Originally, when I learned the concept of self-care, I thought it had to be luxurious activities to unwind and relax. But then, I finally asked myself, what is the actual definition of self-care? The Oxford Reference defines self-care as “the practice of activities that are necessary to sustain life and health, normally initiated and carried out by the individual for him or herself.” When I reflect on my self-care practices, it helps me to remember these definitions because I often neglect my self-care through the chaos of everyday life. Re-reading self-care as the “practice of activities that are necessary to sustain life and health” helps me remember the importance of incorporating self-care regularly instead of waiting until my body approaches burnout as a last resort.
In addition to Suicide Prevention Awareness Month, it is also Self-Care Awareness Month! I want to share five self-care practices I incorporate into my routine that are necessary to preserve my mental and physical health.
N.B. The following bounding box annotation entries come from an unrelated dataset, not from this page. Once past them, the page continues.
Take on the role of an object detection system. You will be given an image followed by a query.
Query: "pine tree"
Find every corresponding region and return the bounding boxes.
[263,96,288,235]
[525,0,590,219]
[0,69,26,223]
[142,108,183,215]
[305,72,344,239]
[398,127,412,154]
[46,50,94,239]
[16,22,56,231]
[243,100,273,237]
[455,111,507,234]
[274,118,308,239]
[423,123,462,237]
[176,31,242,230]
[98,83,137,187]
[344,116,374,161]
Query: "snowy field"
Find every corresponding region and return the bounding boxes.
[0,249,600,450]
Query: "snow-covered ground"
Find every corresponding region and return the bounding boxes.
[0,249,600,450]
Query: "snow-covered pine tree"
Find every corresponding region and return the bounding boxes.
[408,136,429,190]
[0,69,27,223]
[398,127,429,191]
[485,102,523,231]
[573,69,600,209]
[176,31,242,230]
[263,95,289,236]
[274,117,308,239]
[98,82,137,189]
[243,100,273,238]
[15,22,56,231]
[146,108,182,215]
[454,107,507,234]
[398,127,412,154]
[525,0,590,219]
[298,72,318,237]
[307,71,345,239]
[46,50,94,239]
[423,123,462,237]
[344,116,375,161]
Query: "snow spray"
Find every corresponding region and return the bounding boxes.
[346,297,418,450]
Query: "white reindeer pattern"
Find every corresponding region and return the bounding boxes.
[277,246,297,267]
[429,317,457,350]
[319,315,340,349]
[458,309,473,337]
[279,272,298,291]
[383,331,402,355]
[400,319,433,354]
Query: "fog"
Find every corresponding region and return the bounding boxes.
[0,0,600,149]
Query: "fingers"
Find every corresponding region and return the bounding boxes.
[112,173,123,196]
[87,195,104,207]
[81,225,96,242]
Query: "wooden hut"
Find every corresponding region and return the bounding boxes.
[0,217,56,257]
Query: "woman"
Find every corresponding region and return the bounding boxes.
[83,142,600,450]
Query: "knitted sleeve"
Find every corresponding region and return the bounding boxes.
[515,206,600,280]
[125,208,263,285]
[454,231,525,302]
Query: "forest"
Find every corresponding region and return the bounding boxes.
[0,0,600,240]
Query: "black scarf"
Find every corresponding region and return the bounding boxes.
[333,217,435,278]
1. Sticking to my night-time routine.
I tend to experience heightened anxiety in the morning when I feel rushed and unprepared for the day. Sticking to my night-time routine allows me to prepare for the next day and know that I am getting the hours of sleep that make me feel energized. My night-time routine starts early and consists of checking my calendar for the next day, writing a list of 3 high-priority tasks, laying out my clothes, showering, and taking medicine. I never end the night without my cup of chamomile tea.
2. Keeping a tidy space.
A tidy space can be challenging to maintain when I am tired or rushed to complete other higher-priority tasks. Something manageable I do to keep clean is picking up one or two items when I enter a new room, whether it is trash that needs to be thrown away or sparkling water cans that need to be recycled. Focusing on only two things at a time helps make the clutter feel less overwhelming. I ask myself if it takes 2 minutes for me to do, then I can do it now rather than later. This is self-care for me because I feel a sense of serenity and peace when I am in a clean room.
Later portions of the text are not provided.